First Reformed is a film only Paul Schrader could have made, the result of more than 40 years of struggling with themes of repentance and failure on a large theological scale. We've seen glimpses of it before in the acclaimed screenplays he wrote for Martin Scorsese — in the confused penance of Travis Bickle in Taxi Driver and the self-mortification of Jake LaMotta in Raging Bull — but never quite so broadly or as bare as in the new film. It's a difficult film, austere yet extreme, but it brings all of Schrader's passions and interests to a wild and awkward summation. It's a film that will divide audiences, but it seems like a satisfactory recap of everything Schrader has accomplished, his own path of redemption in a career spanning from his masterful early work to his more recent descent into the movie hell of straight-to-streaming Nicolas Cage films and the abominable Lindsay Lohan drama The Canyons.
In First Reformed Ethan Hawke, who has established himself as the most courageously chameleon-like actor of his generation, plays Reverend Toller, head of an old but barely attended church in New York. Haunted by the death of his son in Iraq and the failure of his marriage, he has become a spiritual place-keeper, holding tours of his 250-year-old sanctuary, which members of the local superchurch dismiss as "the gift shop." Plagued by stomach disorders and heavy drinking, he's losing his health and his faith at an equal pace.

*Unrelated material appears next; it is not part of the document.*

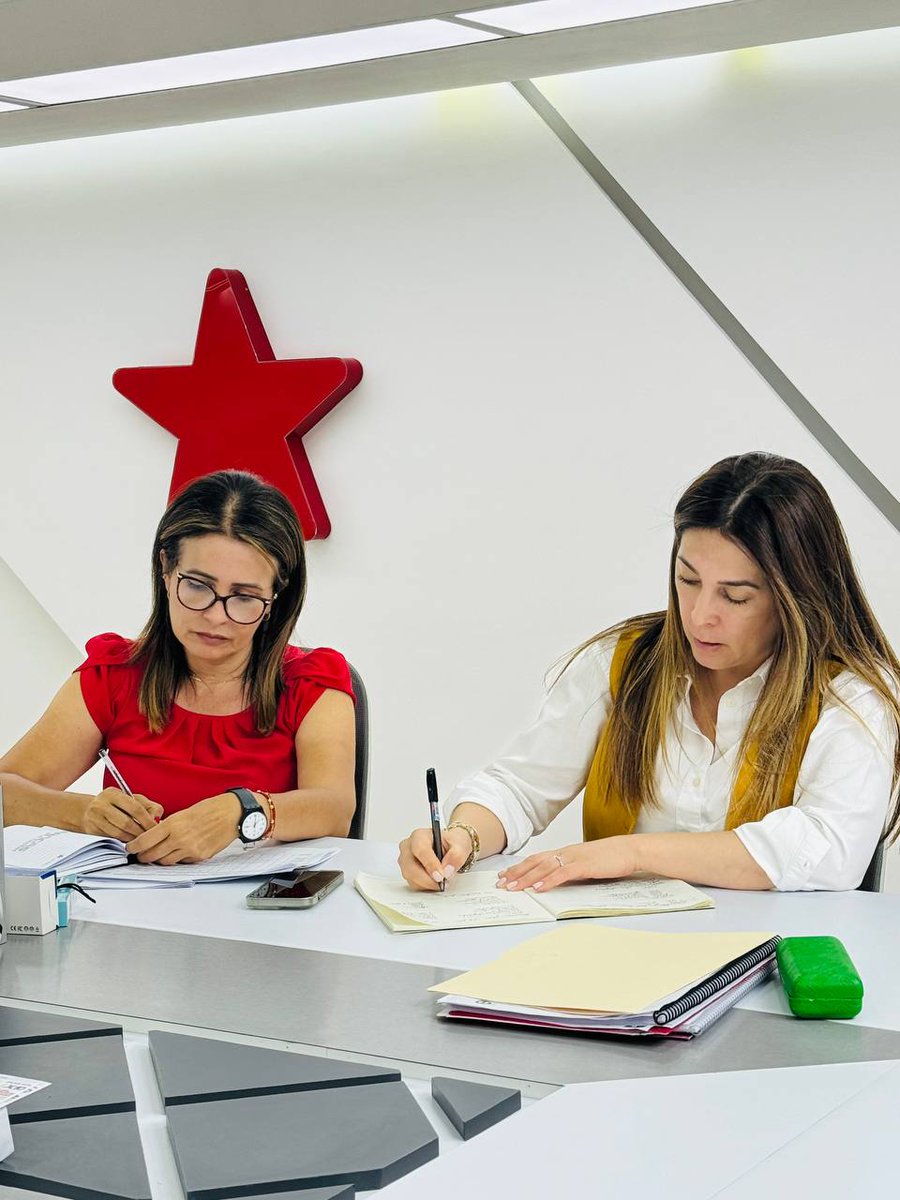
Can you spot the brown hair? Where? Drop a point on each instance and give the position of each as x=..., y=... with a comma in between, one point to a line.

When he's asked to provide counseling to pessimistic eco-terrorist Michael and his pregnant wife Mary (Amanda Seyfried) — and yes, the biblical character names are no coincidence — Toller begins to question the church's role in confronting social issues like global warming.
His efforts, like the old building in which he preaches, are overshadowed by the influence of Abundant Life, a corporate-sponsored, media-friendly congregation more concerned with promoting its brand than with good works. (In an inspired casting choice, Toller's rival church is run by Cedric Kyles, who may have dropped "the Entertainer" from his name but knows how to balance skillfully the roles of avuncular televangelist and cut-throat businessman.)

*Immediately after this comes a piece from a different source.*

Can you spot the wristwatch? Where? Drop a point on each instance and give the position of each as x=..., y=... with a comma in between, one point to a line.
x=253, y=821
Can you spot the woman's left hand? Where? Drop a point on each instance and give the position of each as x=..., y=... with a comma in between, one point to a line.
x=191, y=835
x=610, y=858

Schrader borrows — or, more fairly, synthesizes — themes from Ingmar Bergman's Winter Light and Bresson's Diary of a Country Priest, two masterpieces of austere, thoughtful filmmaking. From Bergman, he borrows the idea of a struggling clergyman who feels inadequate in comforting a couple much like Michael and Mary. From Bresson, he updates the psychological turmoil of the ailing priest being made irrelevant by his community.
Like both of his models, Schrader directs with precision, carefully observing and giving weight to the most mundane details of Toller's routine: his daily journal entries, compulsive drinking and increasing sense of doubt. This is carefully controlled filmmaking in every detail, from the brilliantly restrained performances of Hawk and Seyfried to the understated compositions. (Schrader shot the film in Academy ratio, and I suspect that many viewers attuned only to modern television screens will find it unbearably claustrophobic without knowing why.) Schrader's direction is cool, economical and unforgiving, focusing only on what is necessary. He allows the camera to move only twice, both times for a significantly hallucinatory effect.
First Reformed is a difficult film and, if the shopping mall audience with whom I saw it is any indication, a divisive one, but it challenges and provokes and never lets the viewer take it easy, even after it's over. There are a few unsettling images, but Schrader is more concerned with unsettling ideas, with pulling the viewer into Toller's thoughts, his doubts, and even his own worst decisions.
Finally, there's the question of Schrader's ending, a scene so unexpected in both style and substance that it actually earns the overused adjective "outrageous." In a film so uncompromisingly devoted to exploring Toller's inner life — even his soul, if you're inclined toward that kind of thought — Schrader concludes with a deliberate, risky move that raises the film's emotional stakes and pushes any narrative resolution solely in the hands of the viewer. (Imagine, if you will, the intellectual equivalent of 3-D.) Very few films ask us to consider real ideas or feelings in close detail. With First Reformed, Schrader goes even further, first depicting the struggle within Toller's conscience, then pushing us right into its center.